“Lo reconocieron al partir el pan” (Lc 24,
13-35). Jesús resucitado les sale al paso a dos de los discípulos que caminaban
desde Jerusalén hasta Emaús, un pequeño pueblo distante a unos diez kilómetros
de la Ciudad Santa.
Lo que llama la atención de este encuentro es el hecho
de que los discípulos de Emaús, que eran cristianos, es decir, que conocían a
Jesús, bien porque habían visto en persona sus milagros o habían escuchado sus
enseñanzas o bien porque habían adherido a Jesús luego de escuchar hablar de
Él, no lo reconocen. Es decir, Jesús en Persona les sale al encuentro, los
saluda, camina con ellos, les explica las Escrituras -luego de llamarlos “hombres
duros de entendimiento”- y los discípulos de Emaús, sin embargo, no lo
reconocen. El semblante y el ánimo de los discípulos de Emaús, hasta ese
entonces, es el de tristeza, desánimo y abatimiento, repitiendo así el patrón
de los demás discípulos antes de su encuentro con Jesús resucitado. Los
discípulos de Emaús habla con Jesús y lo tratan como si fuera un “extranjero”,
como si ellos no lo conocieran, como si no supieran que es Él en Persona quien
les está hablando.
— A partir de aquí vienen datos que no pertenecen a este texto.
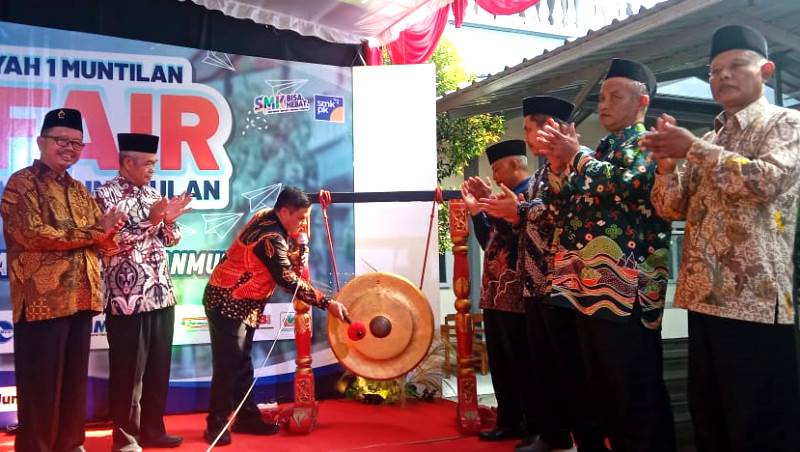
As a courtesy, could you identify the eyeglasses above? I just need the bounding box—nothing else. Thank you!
[708,61,752,80]
[42,135,86,151]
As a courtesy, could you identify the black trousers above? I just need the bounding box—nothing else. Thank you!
[525,298,605,450]
[576,312,676,452]
[106,306,175,448]
[689,312,800,452]
[14,311,94,452]
[483,309,538,433]
[206,308,261,434]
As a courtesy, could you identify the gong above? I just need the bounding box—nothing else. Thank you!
[328,272,433,380]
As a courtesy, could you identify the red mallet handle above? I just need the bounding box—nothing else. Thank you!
[347,322,367,341]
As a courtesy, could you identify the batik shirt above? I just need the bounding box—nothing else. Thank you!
[653,98,800,324]
[515,164,556,301]
[95,176,180,315]
[0,160,114,322]
[203,209,331,328]
[472,178,530,313]
[551,123,670,329]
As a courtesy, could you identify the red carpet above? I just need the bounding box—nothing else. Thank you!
[0,400,517,452]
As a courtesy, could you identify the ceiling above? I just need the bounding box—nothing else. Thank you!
[436,0,800,120]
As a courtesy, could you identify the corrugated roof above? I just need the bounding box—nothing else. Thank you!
[437,0,800,116]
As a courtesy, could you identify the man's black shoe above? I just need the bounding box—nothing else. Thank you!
[514,433,539,450]
[139,434,183,449]
[478,427,522,441]
[203,429,231,446]
[514,437,572,452]
[231,419,281,435]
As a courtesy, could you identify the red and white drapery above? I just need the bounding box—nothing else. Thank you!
[363,0,539,66]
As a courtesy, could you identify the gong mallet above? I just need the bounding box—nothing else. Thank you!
[343,313,367,341]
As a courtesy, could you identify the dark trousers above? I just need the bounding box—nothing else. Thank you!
[483,309,538,432]
[206,309,261,434]
[689,312,800,452]
[576,312,676,452]
[14,311,94,452]
[525,298,605,450]
[106,306,175,447]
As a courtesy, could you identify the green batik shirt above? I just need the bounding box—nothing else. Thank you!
[550,123,670,329]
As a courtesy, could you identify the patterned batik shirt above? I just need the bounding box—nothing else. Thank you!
[0,160,114,322]
[515,164,556,300]
[652,98,800,324]
[203,209,331,328]
[472,178,530,313]
[551,123,670,329]
[95,176,180,315]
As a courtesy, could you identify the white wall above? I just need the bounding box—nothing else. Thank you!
[353,64,440,324]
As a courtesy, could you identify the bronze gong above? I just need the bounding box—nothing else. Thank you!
[328,272,433,380]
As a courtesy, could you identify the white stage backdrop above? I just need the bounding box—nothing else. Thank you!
[353,64,439,324]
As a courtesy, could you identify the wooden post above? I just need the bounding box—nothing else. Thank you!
[449,199,481,433]
[289,210,318,433]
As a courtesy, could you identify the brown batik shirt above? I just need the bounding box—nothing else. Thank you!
[0,160,114,322]
[652,98,800,324]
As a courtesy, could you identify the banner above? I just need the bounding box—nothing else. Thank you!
[0,22,354,424]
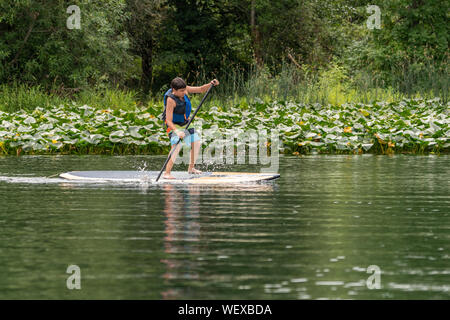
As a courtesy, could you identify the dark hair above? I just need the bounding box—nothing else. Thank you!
[170,77,186,90]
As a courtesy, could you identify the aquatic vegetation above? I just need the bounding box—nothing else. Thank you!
[0,99,450,155]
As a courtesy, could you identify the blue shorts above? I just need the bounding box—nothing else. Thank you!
[169,128,200,146]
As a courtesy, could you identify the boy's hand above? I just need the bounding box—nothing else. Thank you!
[175,130,184,139]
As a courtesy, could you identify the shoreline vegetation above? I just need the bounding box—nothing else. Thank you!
[0,82,450,155]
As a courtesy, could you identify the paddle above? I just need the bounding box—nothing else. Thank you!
[156,83,214,182]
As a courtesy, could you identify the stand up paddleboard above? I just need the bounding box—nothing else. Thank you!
[60,171,280,184]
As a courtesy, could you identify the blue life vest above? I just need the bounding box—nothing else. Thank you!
[162,89,192,125]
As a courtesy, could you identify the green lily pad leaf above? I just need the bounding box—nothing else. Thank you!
[23,116,36,124]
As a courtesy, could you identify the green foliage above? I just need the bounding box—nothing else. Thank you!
[0,99,450,154]
[0,0,131,88]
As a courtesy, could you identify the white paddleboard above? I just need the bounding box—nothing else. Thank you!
[59,171,280,184]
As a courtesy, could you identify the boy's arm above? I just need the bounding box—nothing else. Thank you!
[186,79,219,93]
[166,98,177,133]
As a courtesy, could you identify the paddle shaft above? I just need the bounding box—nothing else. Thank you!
[156,84,214,182]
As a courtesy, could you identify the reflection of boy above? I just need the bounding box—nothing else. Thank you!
[163,78,219,179]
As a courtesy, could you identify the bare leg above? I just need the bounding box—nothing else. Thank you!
[188,141,201,173]
[163,143,181,179]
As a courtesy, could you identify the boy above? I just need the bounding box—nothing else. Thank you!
[163,77,219,179]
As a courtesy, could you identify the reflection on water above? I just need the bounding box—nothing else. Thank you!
[0,156,450,299]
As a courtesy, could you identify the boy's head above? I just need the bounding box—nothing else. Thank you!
[170,77,186,98]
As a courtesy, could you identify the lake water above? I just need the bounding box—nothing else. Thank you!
[0,155,450,299]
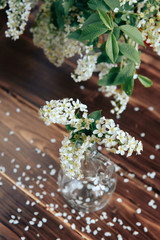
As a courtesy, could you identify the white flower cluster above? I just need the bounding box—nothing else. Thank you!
[59,136,93,179]
[0,0,7,9]
[99,86,129,116]
[39,98,88,126]
[32,1,84,67]
[5,0,36,40]
[71,46,98,82]
[39,98,143,178]
[96,63,129,116]
[137,1,160,55]
[94,63,117,79]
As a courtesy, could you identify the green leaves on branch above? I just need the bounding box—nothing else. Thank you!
[88,0,110,12]
[81,13,102,29]
[118,43,140,64]
[114,62,135,85]
[104,0,120,10]
[123,76,134,96]
[119,25,144,45]
[98,62,135,96]
[105,33,119,63]
[98,67,120,86]
[138,75,153,88]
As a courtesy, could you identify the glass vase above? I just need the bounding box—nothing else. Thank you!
[58,145,117,212]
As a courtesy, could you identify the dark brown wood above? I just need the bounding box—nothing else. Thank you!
[0,19,160,240]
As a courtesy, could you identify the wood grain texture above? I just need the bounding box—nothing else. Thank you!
[0,90,160,239]
[0,15,160,240]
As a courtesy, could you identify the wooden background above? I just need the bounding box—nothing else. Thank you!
[0,10,160,240]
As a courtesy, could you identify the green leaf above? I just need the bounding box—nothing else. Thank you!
[65,124,75,132]
[67,29,82,40]
[113,27,120,40]
[51,0,64,30]
[118,43,140,64]
[98,9,112,29]
[138,75,153,87]
[88,110,102,121]
[81,13,101,29]
[113,62,135,85]
[98,67,119,86]
[88,0,110,12]
[63,0,74,16]
[105,33,119,63]
[123,76,134,96]
[79,23,107,42]
[120,25,144,45]
[104,0,120,10]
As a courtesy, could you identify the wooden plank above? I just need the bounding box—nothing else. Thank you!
[0,88,160,190]
[0,91,160,240]
[0,175,85,240]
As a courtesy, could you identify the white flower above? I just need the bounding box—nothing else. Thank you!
[71,53,98,82]
[136,141,143,155]
[3,0,38,40]
[39,98,143,179]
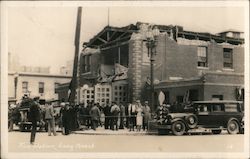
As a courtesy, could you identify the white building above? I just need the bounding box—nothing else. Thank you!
[8,72,71,100]
[8,53,72,101]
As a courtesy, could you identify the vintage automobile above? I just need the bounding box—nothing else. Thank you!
[157,101,244,135]
[18,98,46,131]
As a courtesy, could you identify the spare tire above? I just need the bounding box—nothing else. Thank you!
[185,115,198,129]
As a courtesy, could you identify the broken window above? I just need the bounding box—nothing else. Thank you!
[223,48,233,69]
[197,46,208,67]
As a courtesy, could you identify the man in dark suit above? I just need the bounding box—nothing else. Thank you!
[89,103,101,130]
[30,97,40,145]
[103,103,111,129]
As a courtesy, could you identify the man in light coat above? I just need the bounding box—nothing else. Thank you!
[89,103,101,130]
[45,103,56,136]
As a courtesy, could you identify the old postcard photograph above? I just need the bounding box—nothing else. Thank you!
[0,1,250,159]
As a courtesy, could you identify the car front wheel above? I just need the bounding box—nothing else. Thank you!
[171,121,186,136]
[212,130,221,134]
[227,120,239,134]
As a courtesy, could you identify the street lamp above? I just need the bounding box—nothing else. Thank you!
[146,26,160,109]
[14,72,18,99]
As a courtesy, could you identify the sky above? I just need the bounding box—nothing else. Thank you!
[8,3,244,73]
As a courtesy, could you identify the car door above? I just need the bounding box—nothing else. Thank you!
[209,103,226,128]
[196,104,212,127]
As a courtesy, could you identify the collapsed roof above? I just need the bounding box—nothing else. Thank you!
[83,22,244,49]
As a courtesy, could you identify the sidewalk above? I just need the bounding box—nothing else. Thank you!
[74,127,156,136]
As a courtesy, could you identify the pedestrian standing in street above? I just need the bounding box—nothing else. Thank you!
[125,103,129,128]
[119,103,125,129]
[142,101,151,131]
[8,104,16,132]
[86,102,92,129]
[62,103,71,135]
[128,101,137,131]
[45,103,56,136]
[79,103,86,126]
[59,102,65,134]
[110,102,120,130]
[103,103,111,129]
[30,97,40,145]
[136,100,143,131]
[89,103,101,130]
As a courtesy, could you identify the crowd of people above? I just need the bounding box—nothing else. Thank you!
[61,100,151,132]
[9,94,189,144]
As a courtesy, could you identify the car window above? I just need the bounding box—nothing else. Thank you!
[197,104,210,114]
[212,104,225,112]
[225,103,238,112]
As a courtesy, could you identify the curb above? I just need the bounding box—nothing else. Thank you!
[73,130,157,136]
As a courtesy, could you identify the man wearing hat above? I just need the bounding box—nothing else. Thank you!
[142,101,151,130]
[128,100,139,131]
[89,103,101,130]
[30,97,40,145]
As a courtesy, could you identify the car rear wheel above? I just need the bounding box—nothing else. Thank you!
[172,121,186,136]
[185,115,198,129]
[158,129,169,135]
[227,120,240,134]
[212,130,221,134]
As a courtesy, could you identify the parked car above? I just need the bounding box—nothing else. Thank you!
[158,101,244,135]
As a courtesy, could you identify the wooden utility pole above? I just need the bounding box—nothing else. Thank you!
[68,7,82,104]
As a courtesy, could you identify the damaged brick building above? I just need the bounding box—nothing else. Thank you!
[75,22,244,109]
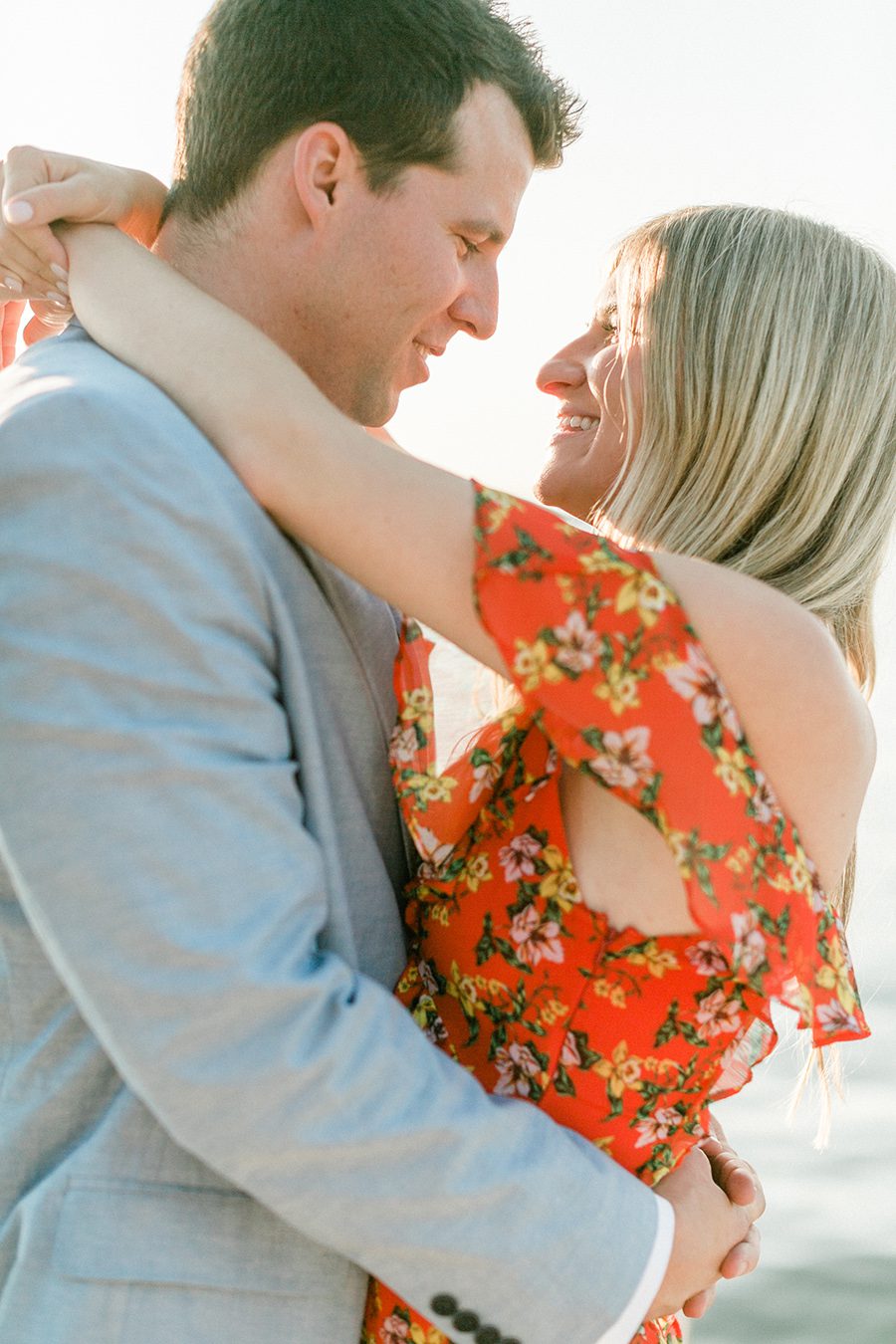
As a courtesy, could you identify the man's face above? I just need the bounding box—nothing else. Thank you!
[301,85,534,425]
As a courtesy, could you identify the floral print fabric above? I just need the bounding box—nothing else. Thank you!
[364,487,868,1344]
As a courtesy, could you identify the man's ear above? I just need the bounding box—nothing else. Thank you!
[293,121,362,229]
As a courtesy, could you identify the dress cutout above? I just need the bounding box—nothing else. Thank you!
[362,485,868,1344]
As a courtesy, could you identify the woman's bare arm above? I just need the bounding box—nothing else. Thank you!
[69,226,873,884]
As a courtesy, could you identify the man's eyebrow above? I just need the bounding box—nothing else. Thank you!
[457,219,508,247]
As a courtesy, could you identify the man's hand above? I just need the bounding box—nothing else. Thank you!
[649,1122,766,1317]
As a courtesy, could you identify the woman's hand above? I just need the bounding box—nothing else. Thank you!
[0,145,166,307]
[0,145,166,368]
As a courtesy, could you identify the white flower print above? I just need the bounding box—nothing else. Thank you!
[495,1041,542,1097]
[731,910,767,976]
[588,727,654,788]
[554,610,600,672]
[685,938,728,976]
[634,1106,681,1148]
[511,906,564,967]
[499,832,542,882]
[665,644,740,737]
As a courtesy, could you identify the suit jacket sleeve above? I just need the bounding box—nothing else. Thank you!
[0,373,657,1344]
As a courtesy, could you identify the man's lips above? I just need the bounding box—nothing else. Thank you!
[412,340,445,361]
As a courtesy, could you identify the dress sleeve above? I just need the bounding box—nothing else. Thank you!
[474,485,868,1044]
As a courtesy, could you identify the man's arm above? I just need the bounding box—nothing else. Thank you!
[0,376,758,1344]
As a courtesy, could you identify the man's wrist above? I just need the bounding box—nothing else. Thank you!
[595,1195,676,1344]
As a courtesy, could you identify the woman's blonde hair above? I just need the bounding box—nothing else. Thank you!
[595,206,896,1129]
[599,206,896,704]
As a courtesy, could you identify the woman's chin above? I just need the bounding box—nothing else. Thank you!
[532,461,593,519]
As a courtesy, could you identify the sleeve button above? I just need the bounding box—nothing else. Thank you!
[430,1293,458,1316]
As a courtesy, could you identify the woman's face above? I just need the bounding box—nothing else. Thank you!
[535,304,642,518]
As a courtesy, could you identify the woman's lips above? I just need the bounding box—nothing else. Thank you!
[558,415,600,434]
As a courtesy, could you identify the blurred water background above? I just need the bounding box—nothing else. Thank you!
[432,561,896,1344]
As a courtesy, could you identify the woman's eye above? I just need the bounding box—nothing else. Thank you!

Lo que sucede es que hay algo que les falta para que puedan
reconocer a Jesús resucitado, el Evangelio dice: “Algo impedía que lo
reconocieran”. ¿Qué es eso que les impide reconocer a Jesús? ¿Qué es lo que les
falta, para que dejen de tratar a Jesús como a un “extranjero” y lo traten como
al Hombre-Dios resucitado de entre los muertos?
Les falta a todos el soplo del Espíritu Santo, Quien
es el que ilumina las mentes y enciende los corazones, para que los discípulos
puedan reconocer a Jesús resucitado y en este caso, Jesús lo hace al partir el
pan, en medio de la Santa Misa: “Lo reconocieron al partir el Pan”.
También a nosotros nos puede suceder lo que a los
discípulos de Emaús, el no reconocer a Jesús, glorioso y resucitado, en su Presencia
Eucarística y esto a pesar de haber estudiado el Catecismo de Primera Comunión,
el haber recibido el Sacramento de la Confirmación, el haber profundizado en
nuestra fe de alguna u otra manera. También nosotros, como los discípulos de
Emaús, andamos por la vida muchas veces con el semblante triste y abatido, como
si Jesús no hubiera resucitado, como si Jesús fuera un extranjero, como si
Jesús todavía estuviera muerto en el sepulcro; andamos por la vida sin
reconocerlo en su Presencia gloriosa y resucitada en la Eucaristía y es así
como muchos abandonan a Jesús, dejándolo solo en el sagrario, como si la Eucaristía
no fuera Jesús glorioso, sino un pan simplemente bendecido en una ceremonia
religiosa. También a nosotros Jesús nos dice: “¡Hombres duros de entendimiento!
¡Cuánto les cuesta creer en mi Palabra, en la promesa que les hice de quedarme
todos los días entre ustedes, hasta el Día del Juicio Final, en la Sagrada
Eucaristía!”. Y también para nosotros, Jesús hace el mismo milagro que hizo
para los discípulos de Emaús: en cada Santa Misa, Jesús, al partir el Pan Eucarístico,
infunde, sopla sobre nosotros el Espíritu Santo, para que lo reconozcamos en la
fracción del Pan, para que iluminados por el Santo Espíritu de Dios, reconozcamos
su Presencia gloriosa y resucitada en la Sagrada Eucaristía.